O voo entre Viçosa e Caratinga tem duração de 30 minutos. O piloto que operava esta rota pousou normalmente no aeródromo local, sem saber do acidente:
— Eu achei que ele tinha pousado normalmente. Em solo, perguntei para a equipe sobre o outro avião, e eles disseram não ter havido outro pouso. Cinco minutos depois, meu celular começou a tocar. Eram amigos perguntando se eu estava bem. Foi assim que eu soube da queda do avião [em que estava Marília Mendonça].
Aeródromo pequeno e terceirizado
O aeródromo de Caratinga é pequeno, categoria 1 pela classificação da Agência Nacional de Aviação Civil (Anac). Como faltam recursos para o poder público dos dois municípios bancarem sua manutenção e sobram aviões particulares na região, há cinco anos a administração foi terceirizada, por decreto. Segundo Macedo, é uma gestão não remunerada. Ou seja: quem cuida não ganha, mas também não gasta.
Como assim? Seguinte: o aeroporto é custeado por empresários locais, numa espécie de vaquinha. O valor varia de um mês para o outro, dependendo do que precisa ser feito.
— Tudo de uma maneira muito amistosa, conversado em almoços entre os empresários — conta o subadministrador do aeroporto de Caratinga, Roni Macedo.
O dinheiro arrecadado nos encontros é empregado em reparos da pista, manutenção paisagística, iluminação etc. Ao longo dos anos, a estrutura vem passando por upgrades. Um hangar foi construído, assim como banheiros e uma pequena lanchonete. O horário de funcionamento é: “entre o nascer e o por do sol”. Não há voos noturnos em Caratinga. Na rotina diária do aeródromo, três funcionários dão expediente.
Manual de funcionamento
Não é preciso fazer “reserva” para usar a pista de Caratinga. Basta avisar por radiofrequência que pretende fazê-lo minutos antes do pouso. Caso nenhum outro piloto manifeste a mesma intenção no mesmo horário, a autorização está automaticamente dada.

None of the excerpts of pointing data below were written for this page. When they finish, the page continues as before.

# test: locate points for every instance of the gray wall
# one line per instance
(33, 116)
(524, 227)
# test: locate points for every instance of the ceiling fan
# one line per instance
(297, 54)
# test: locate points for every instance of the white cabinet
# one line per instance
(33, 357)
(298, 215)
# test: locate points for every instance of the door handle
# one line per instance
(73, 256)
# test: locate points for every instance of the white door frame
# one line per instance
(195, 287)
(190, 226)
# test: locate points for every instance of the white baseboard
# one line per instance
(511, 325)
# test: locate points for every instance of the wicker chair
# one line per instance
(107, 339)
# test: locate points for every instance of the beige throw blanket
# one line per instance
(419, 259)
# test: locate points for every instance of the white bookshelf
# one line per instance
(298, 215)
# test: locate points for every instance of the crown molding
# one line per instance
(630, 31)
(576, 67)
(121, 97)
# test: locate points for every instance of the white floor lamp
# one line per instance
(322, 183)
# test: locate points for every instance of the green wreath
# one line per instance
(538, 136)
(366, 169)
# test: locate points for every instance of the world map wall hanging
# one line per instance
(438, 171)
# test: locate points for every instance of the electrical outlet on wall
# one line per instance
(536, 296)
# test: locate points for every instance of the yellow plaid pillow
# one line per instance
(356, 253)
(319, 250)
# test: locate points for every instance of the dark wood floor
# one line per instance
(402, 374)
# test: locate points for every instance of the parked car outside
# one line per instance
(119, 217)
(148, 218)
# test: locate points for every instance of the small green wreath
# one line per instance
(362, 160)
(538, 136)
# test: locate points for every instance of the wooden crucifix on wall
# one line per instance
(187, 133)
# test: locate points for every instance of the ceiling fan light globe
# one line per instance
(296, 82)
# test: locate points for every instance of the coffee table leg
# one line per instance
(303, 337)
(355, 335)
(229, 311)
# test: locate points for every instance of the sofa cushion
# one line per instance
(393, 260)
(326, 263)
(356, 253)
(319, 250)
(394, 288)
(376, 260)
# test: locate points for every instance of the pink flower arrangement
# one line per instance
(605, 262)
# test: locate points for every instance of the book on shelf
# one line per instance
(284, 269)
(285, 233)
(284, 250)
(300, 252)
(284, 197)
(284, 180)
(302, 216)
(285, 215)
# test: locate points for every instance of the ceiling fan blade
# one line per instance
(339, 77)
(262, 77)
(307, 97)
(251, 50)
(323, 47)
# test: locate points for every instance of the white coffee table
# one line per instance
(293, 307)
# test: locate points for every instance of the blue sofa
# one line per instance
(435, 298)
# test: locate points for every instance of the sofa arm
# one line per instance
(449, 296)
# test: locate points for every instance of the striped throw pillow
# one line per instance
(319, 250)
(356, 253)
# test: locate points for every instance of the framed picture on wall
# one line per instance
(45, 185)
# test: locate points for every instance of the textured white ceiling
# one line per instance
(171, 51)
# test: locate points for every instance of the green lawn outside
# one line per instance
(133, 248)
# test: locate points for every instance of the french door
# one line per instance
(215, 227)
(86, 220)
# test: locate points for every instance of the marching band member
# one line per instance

Mas é obrigatório que o piloto consulte um documento chamado “carta de aproximação”. Nele ficam registrados os obstáculos existentes no perímetro de 4 km do aeródromo. No de Caratinga, constam um conjunto de morros e a chaminé de uma cerâmica. As torres da companhia elétrica Cemig não estão lá, pois ficam fora da obrigatoriedade de registro. Uma das hipóteses para o acidente é que a aeronave em que estava Marília tenha batido num fio de uma dessas torres, e o fio teria se enrolado no eixo existente entre a hélice e um de seus dois motores.
— Nunca nenhum avião foi visto voando tão baixo próximo das torres. A grande pergunta é: por que isso aconteceu?